Si le peintre se plaint d'abord d'avoir à "transformer cette femme de soixante ans en fille de vingt-cinq"
(1), il réussit pourtant à redonner l'éclat de son âge d'or hollywoodien à la blonde fatale du Facteur sonne toujours deux fois (1946). La sérigraphie en noir et blanc, réalisée à partir d'une photographie, efface en partie le visage pour en garder les traits principaux, à la façon d'un masque. Warhol appose sa palette de couleurs pop et artificielles sur l'image en noir et blanc comme une pellicule. Ainsi, le visage cadré en gros plan, véritable apparition diaphane, est couvert d'un voile rose contrastant avec le fond obscur. La chevelure est teintée en rose orangé, ce qui donne au modèle un air surnaturel voire une aura mythique. La bouche, rehaussée d'un rouge profond, ainsi que les boucles d'oreilles ajoutent au glamour du portrait.

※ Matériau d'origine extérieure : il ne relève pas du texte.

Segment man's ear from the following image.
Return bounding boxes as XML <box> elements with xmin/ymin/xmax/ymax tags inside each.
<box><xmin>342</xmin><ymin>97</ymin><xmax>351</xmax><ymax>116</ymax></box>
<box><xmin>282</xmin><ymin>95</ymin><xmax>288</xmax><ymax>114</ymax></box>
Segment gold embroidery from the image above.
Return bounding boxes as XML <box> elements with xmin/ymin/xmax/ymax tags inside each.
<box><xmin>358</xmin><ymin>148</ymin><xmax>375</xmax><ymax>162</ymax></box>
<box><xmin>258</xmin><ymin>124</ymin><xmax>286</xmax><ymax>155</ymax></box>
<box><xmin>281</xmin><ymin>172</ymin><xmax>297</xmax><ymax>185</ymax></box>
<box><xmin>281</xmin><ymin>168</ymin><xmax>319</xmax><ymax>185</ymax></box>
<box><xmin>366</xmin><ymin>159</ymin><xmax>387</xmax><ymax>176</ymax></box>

Tourné vers le spectateur, le regard de Lana Turner instaure un face à face séducteur, mais la touche bleue qui le souligne rend l'actrice inatteignable. À la fois proche et lointaine, ainsi serait la star hollywoodienne, qui, avec Warhol, passe de la pellicule et du papier glacé des magazines à l'éternité de la peinture.
Si, en son temps, Salvador Dalí avait changé Mae West et ses boucles blondes en objet surréaliste, Andy Warhol et les artistes du Pop Art ou du Nouveau Réalisme s'emparent de l'imagerie d'Hollywood pour en subvertir les codes ou, au contraire, pour consacrer ses actrices et les élever au rang d'idoles du XXe siècle.
(1) Andy Warhol, Journal (Paris, Grasset, 1990), p. 634.